I am having a large data set (number based data, for example, 200,000 rows of numbers) in django database, and the client will pass in another set of data, for example 100-500 pieces of number based data, then the server needs to find out what numbers are already in the database from the data passed in. Let's say the number data are phone numbers. If I just do the regular number comparison, the server cant even handle 2-3 requests from clients.
Please suggest me some solution for my problem.
Are the numbers unique? Are they keyed?
SELECT num FROM table WHERE num IN (111,222,333,....500 numbers later..., 99999)
Should give you a list of numbers that are in the db, you take that list, compare it against your set and take the difference.
Most SQL DBs will take a SQL statement that size, it's actually quite performant, and, if you're only interested in actual existence, then the DB will likely simply scan the index and never hit the actual rows (depends on the DB of course).

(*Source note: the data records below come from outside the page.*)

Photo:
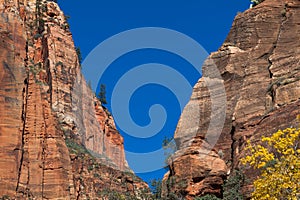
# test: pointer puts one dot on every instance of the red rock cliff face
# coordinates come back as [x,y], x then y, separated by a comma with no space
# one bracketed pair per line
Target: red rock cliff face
[57,141]
[259,65]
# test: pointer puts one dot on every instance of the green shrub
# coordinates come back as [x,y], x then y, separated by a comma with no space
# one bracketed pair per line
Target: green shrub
[233,185]
[208,197]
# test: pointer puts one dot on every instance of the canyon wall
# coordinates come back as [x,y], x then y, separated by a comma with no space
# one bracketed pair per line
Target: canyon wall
[259,68]
[57,140]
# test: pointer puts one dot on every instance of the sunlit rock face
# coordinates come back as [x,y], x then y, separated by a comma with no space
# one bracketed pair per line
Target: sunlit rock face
[259,64]
[57,140]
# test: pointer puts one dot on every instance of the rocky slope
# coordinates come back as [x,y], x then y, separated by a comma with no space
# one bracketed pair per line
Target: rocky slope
[57,141]
[259,66]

So, try that and see how it works. If your numbers aren't indexed, then you're doomed at the gate -- fix that too.
Addenda:
Simply, if your number is unique, you need to ensure that you have an index on that number's columns in your database. If you want to enforce that it remains unique, you can make it a unique index, but that's now required:
CREATE UNIQUE INDEX i1 ON table(num)
If you don't have the index, the db will continually scan all of the rows of the table, which is not what you want.

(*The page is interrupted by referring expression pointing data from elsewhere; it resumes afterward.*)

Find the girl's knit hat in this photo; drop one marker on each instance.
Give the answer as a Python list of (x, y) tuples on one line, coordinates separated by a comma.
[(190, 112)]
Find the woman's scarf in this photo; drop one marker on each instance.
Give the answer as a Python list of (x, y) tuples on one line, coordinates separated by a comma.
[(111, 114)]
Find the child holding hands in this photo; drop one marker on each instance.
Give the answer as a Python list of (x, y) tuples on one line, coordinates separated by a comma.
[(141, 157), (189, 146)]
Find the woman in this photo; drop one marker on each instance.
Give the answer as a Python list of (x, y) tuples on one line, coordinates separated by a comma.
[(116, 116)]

And, yes, the 111,222,333 are the numbers passed from the clients that you're checking for.
Lets say that you had the numbers 1,2,3,4,5,6 in your database, and the list of the client is 1,5,7. When you execute the SELECT num FROM table WHERE num IN (1,5,7) you will get back 2 rows: 1 and 5.

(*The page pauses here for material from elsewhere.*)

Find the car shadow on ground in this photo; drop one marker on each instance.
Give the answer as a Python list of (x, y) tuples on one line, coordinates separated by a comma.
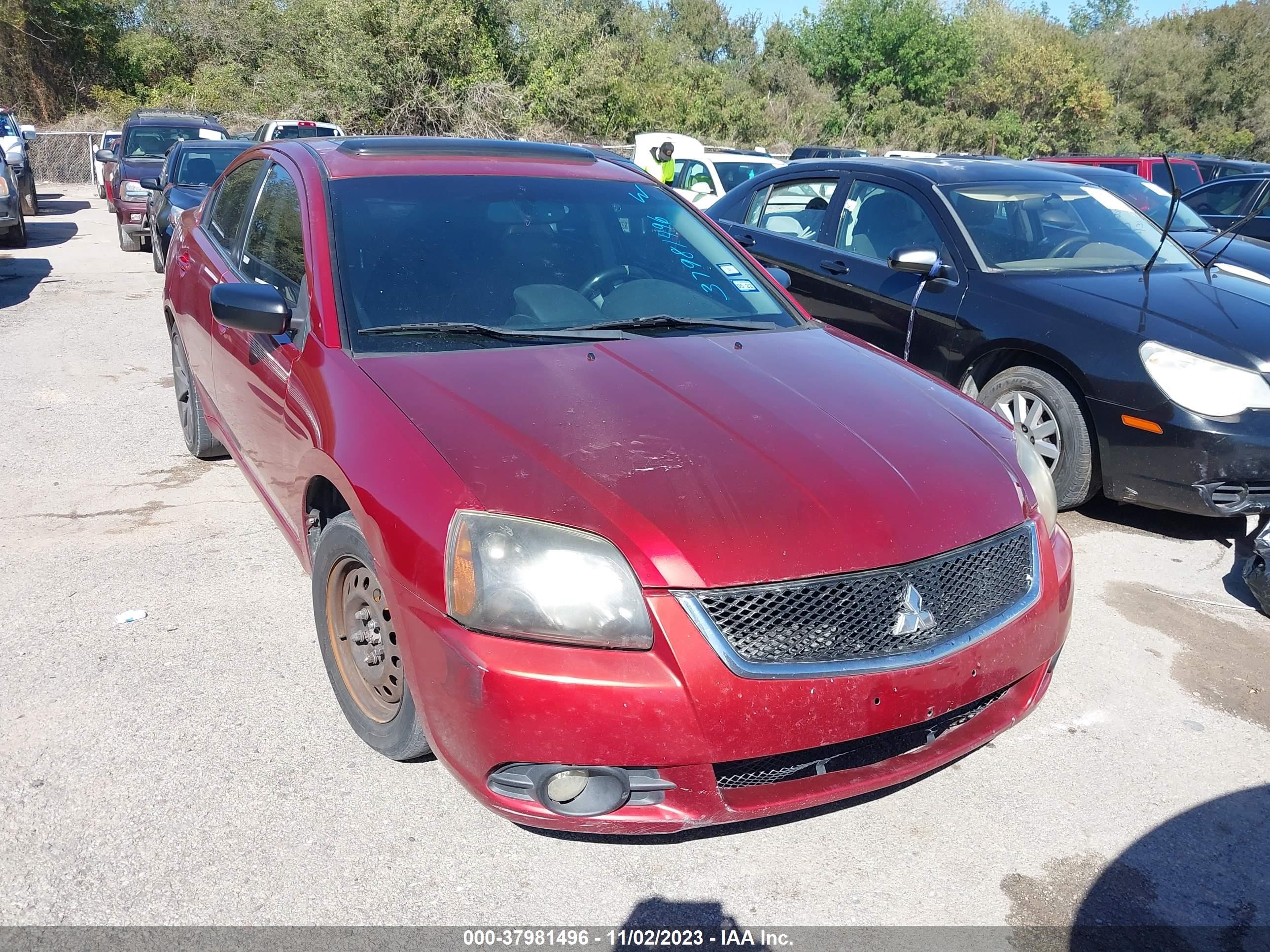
[(54, 204), (19, 276), (1230, 532), (42, 234), (1197, 882)]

So, you'll need to compare the result number, 1,5 to you list, 1,5,7. I don't know enough Python, much less Django, to give you a good example, but a quick glance shows that they have 'set' objects. With these you could do:
newSet = clientSet.difference(dbSet)
where clientSet is the set of numbers from the client, dbSet is the set of numbers from the query given, and newSet is the list of numbers that the client has that are not in the db.
I may be misusing the set operator 'difference', but that's the gist of it.